La question de l'expression, de la représentation des chômeurs est posée. Les grandes organisations syndicales ont ce souci à travers la lutte pour l'emploi, mais les chômeurs s'organisent de plus en plus entre eux pour l'entraide, pour lutter contre l'isolement, pour chercher à être une force de proposition. Il nous apparaît indispensable aujourd'hui d'examiner la possibilité de donner aux chômeurs les moyens institutionnels de se faire entendre notamment au niveau des bassins d'emplois : cette question devra faire l'objet rapidement d'un débat avec les syndicats représentatifs.

Face aux difficultés sociales et aux dégâts psychologiques que subissent les exclus, on doit lier beaucoup plus qu'aujourd'hui les allocations (chômage, RMI) à une activité d'intérêt général. Nous voulons que puisse être transformée progressivement une partie des dépenses passives d'indemnisation du chômage (environ 300 milliards de francs) en emplois ou en activités d'insertion.

Concernant les activités d'intérêt général et la création d'emplois à proposer aux personnes en difficulté, outre les collectivités locales nous devrons faire davantage confiance au secteur associatif.

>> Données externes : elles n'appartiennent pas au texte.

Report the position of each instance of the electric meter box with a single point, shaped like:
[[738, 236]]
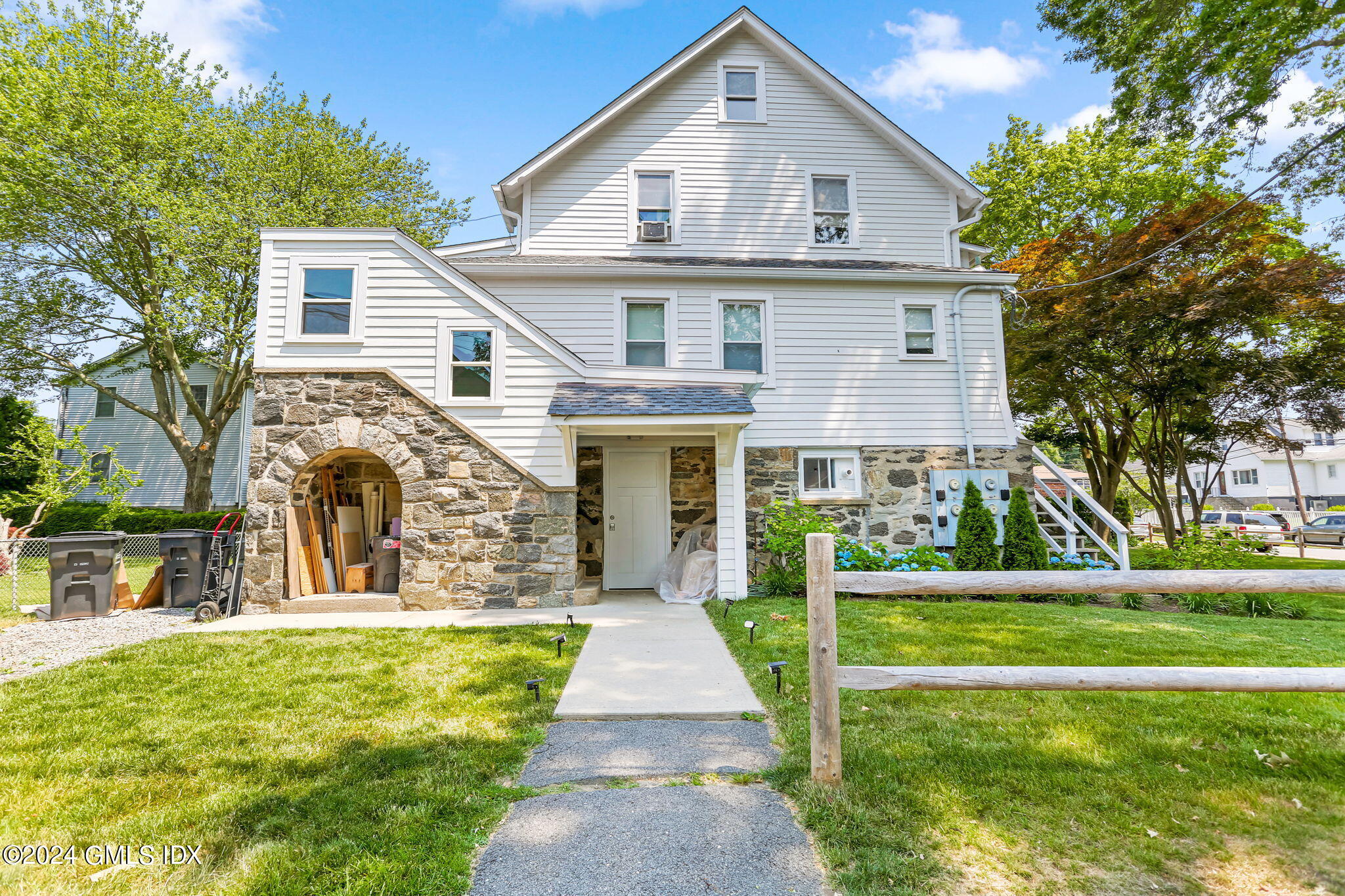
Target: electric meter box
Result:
[[946, 492]]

Celui-ci est déjà un employeur important : 1,2 million emplois. Il a montré depuis 15 ans sa force d'innovation. Il a inventé de nouvelles formes d'économie sociale : associations intermédiaires, entreprises d'insertion, boutiques de gestion, régies de quartier, etc. Nous pensons que devrait être proposé pour le « tiers-secteur » un plan pluriannuel de développement des initiatives pour l'emploi, avec pour objectif de doubler le nombre actuel de salariés concernés. Le financement pourrait être assuré par la mise en place d'une « dotation globale de créations d'emplois » versée par l'État aux communes.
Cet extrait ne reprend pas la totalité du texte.